Blue Shield Deductible Class Action Lawsuit

Health insurance plan subscribers are commonly required to pay an annual deductible before insurance companies will cover the cost of health services.  A deductible amount is established by the policy, and subscribers pay full price for medical services until the deductible is satisfied. Once the deductible is satisfied, the insurance company begins to reimburse providers for a portion of medical costs, and the subscriber pays a predetermined co-payment amount.

For certain subscribers of Blue Shield of California’s health plans, however, satisfying the deductible has not always resulted in reimbursements for covered health services, according to a class action lawsuit filed by our firm on December 17, 2014. Instead, the lawsuit alleged that “Blue Shield wrongfully denied and underpaid the claims of its members by stating that their deductibles had not been met, when in fact they had.”

We filed the class action lawsuit on behalf of all current and former members of Blue Shield of California’s PPO health plans potentially affected by this alleged discrepancy. The case, titled “Peskin v. California Physicians’ Service, D/B/A Blue Shield of California,” was pending in California Superior Court in San Francisco County.

On January 13, 2016, the Court granted Plaintiffs’ request to voluntarily dismiss their claims pursuant to settlement. The individual Plaintiffs’ claims were dismissed with prejudice, but the class claims were dismissed without prejudice. This means that the settlement does not prevent class members from filing their own lawsuits against Blue Shield for the underlying conduct.

Because the class claims were dismissed as of January 13, 2016, you should not rely on the pendency of this case to advance any claims.

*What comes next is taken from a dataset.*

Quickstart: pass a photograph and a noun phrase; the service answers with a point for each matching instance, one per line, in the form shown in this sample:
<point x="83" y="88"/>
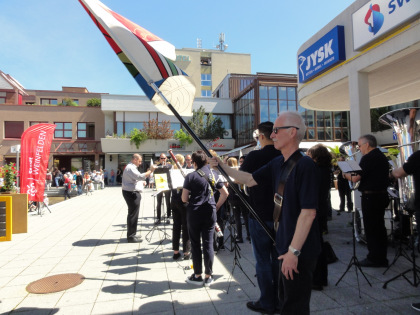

Blue Shield’s ‘Deductible Accumulator’ Allegedly Faulty

According to the Blue Shield deductible class action lawsuit, errors in the calculation of the Plaintiff’s deductible caused Blue Shield to charge him full-price for name brand prescriptions on three separate occasions after his deductible had been satisfied. On November 25, 2014, the lawsuit alleged, the Plaintiff “had a detailed conversation with a Blue Shield customer service representative about Blue Shield’s continual failure to correctly apply his deductible. The representative said that Blue Shield’s system is not set up correctly and that the ‘deductible accumulator is not matching up.’”

According to the complaint, “the representative also told him that there was nothing that [he] did that caused Blue Shield to incorrectly apply his deductible, and that it was a problem with their system… ‘an issue that is known’ and a ‘work in progress.’”

Blue Shield Asks Members to Call In Corrections to Deductible Calculations

The complaint further alleged that “the representative also said they would need to do a manual override each time he gets a new brand name medication,” and that when the Plaintiff “asked what he could do to correct the problem for his prescriptions going forward,” “the representative said that he would have to call each time he filled a new prescription to ask Blue Shield to correct the deductible accumulator issue.”

In consideration of the Plaintiff’s experiences with Blue Shield, the lawsuit alleged that the company’s “deductible accumulator issue has caused the claims of Blue Shield members to be wrongfully denied or underpaid.” As the third-largest private insurance company in California serving 1,833,300 members in its PPO network, the complaint states, “Blue Shield is aware that failing to correctly account for member’s deductibles would cause Blue Shield members to overpay millions of dollars.”

Other Blue Cross Blue Shield Deductible Problems

The deductible class action lawsuit filed was not the first time that a Blue Cross Blue Shield Association company had been accused of miscalculating the deductibles of its members. Blue Shield belongs to the Blue Cross Blue Shield Association, which is a federation that includes Excellus Bluecross Blueshield in New York.  In November of 2012 the New York Attorney General’s Office announced a $3 million settlement with Excellus Bluecross Blueshield for Excellus’ failure to properly account for members’ deductibles on 12,000 claims. Furthermore, the Gibbs Law Group lawsuit stated that “despite Blue Shield’s awareness of its error in its system, Blue Shield continues to profit from its underpayment and denial of claims due to a system wide error in how Blue Shield calculates members’ deductibles.”